A precision jump involves jumping to a small landing area by using your whole body (arms, legs, core/torso, head) in a careful coordinated movement to help keep balance as you land. The motion itself resembles a coil being launched in the air and then landing again, absorbing and straightening out. The jump is great for situations where you need precise jumping, such as from a rail to another rail where balance and coordination are key.

[edit] Variations

  • Stride
  • 360 precision - The athlete takes off and lands facing in the same direction, but a complete 360 degree turn is completed whilst in the air
  • Backwards precision - The athlete jumps and lands facing backwards instead of forwards
  • Precision frontflip - As soon as a precision jump is landed, the athlete springs straight into a frontflip

[edit] Step-by-step guide

  1. You should be standing still when first attempting precision jumps, and make sure that the distance isn't too far so you can get the hang of jumping and controlling your balance. Your legs will be crouched down to almost a 90 degree angle -- make sure you are comfortable -- your eyes will be focused on your landing and your arms will be swinging to gather momentum.
  2. Once you got a mental picture of what your going to do, use your ARMS (very important) to lead the way and at the same time coordinate your legs to jump forward throwing your whole body into the air. Keep in mind that the whole motion is like a spring compressing, expanding and then absorbing on impact.
  3. As soon as you have left the first spot and you’re in the air, tuck your legs in to get enough height and get ready to thrust them out. Your eyes should be focused on the target area and your arms should be in front of you keeping you balanced in mid-air.
  4. Once you begin to descend towards the object, begin to thrust your legs towards the landing area. This is where precision comes in. You need to make sure you your feet are going to hit the spot first. Your arms should be getting ready to swing backwards to help you balance when you land. The perfect amount of momentum from your jump (which is a matter of training) will bring you to the spot you wish to land with just enough force to bring you into an upright postion.
  5. Now this is where balance comes into play. Your legs will reach the target and compress, absorbing the landing and helping you keep balance. Allow your momentum to carry you to an upright position and tuck as needed to absorb the impact of the jump. Your arms play a huge role here as they should be out away from you helping you regain balance.
  6. Once you have your balance, stand up and you’re done!

[edit] Common mistakes

There are two common mistakes that many people make when it comes to precisions. The first one is all mental. Some people think that they can do something, even though in their gut they know they can't. This is dangerous and usually ends up with someone getting injured. Remember, never try anything like this just to impress someone, you'll most likely hurt yourself in the end. Another problem is the coordination of your body (which is often a product of psyching yourself out before you make the jump). Some people forget to use their arms, others talk themselves out of the technique and then hold back on their jump, not getting their entire body into the movement. You should jump at a 45 degree angle, throwing your arms towards your path of travel, tuck in mid air, and shoot your legs down towards the point of impact at another 45 degrees. Once again, mentality is huge.

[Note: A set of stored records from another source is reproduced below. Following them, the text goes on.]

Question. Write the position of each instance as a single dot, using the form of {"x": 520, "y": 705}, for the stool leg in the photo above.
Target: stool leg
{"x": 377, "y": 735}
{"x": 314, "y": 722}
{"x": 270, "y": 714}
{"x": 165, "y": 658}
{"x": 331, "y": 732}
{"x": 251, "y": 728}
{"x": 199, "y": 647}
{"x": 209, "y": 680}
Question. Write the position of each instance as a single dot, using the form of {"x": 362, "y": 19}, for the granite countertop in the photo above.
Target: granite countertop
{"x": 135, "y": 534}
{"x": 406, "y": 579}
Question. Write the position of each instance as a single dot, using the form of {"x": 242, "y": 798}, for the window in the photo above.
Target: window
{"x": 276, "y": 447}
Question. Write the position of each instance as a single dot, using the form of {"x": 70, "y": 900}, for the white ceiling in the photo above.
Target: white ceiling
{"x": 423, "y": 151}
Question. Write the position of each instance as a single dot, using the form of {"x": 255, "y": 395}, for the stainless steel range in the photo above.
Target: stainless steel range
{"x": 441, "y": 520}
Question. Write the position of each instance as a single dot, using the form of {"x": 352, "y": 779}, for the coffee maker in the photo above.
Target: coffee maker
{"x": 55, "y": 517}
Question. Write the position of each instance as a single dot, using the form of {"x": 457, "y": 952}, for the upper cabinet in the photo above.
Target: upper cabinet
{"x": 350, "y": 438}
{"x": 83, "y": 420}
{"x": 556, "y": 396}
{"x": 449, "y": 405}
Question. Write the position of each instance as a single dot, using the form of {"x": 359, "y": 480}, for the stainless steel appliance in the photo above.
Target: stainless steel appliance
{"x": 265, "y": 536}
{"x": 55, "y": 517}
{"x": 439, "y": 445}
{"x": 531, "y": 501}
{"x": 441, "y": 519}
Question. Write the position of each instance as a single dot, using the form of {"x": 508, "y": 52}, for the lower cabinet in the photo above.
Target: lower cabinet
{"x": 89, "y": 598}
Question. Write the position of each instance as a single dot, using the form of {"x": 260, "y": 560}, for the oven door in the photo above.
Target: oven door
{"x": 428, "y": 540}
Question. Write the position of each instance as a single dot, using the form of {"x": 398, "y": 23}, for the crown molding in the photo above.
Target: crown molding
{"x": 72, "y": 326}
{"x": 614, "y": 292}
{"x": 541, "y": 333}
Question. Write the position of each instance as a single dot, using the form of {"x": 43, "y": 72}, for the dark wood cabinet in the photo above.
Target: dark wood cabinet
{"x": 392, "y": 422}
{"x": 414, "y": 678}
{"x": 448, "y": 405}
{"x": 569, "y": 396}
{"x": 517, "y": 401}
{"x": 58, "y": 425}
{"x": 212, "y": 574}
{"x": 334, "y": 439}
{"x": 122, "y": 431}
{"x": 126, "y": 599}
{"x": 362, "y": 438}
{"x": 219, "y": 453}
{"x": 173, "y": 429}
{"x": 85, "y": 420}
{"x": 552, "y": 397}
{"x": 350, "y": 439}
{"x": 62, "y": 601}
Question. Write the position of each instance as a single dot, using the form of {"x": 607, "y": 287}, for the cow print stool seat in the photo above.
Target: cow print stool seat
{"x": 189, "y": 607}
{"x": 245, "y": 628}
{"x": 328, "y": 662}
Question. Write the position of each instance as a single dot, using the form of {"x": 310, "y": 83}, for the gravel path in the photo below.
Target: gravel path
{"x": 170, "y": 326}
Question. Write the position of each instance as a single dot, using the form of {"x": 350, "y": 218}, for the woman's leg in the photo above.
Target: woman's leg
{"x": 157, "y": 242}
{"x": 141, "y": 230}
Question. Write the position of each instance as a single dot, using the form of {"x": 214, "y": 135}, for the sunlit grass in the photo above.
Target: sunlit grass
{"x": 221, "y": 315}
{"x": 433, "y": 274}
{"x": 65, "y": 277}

If done right, this can you help you clear many obstacles. It can be used anywhere on pretty much any surface (if careful) and can help you get to places when there’s a gap involved. Some advanced techniques include vaults to precisions or drop precisions. And the more advanced you get, the more precise you can become. Think of David Belle doing a front flip from a tree stump to another, then from there doing a large cat leap to a wall, pulling himself up and running down the wall, doing a kong to precision at the end! The possibilities are endless.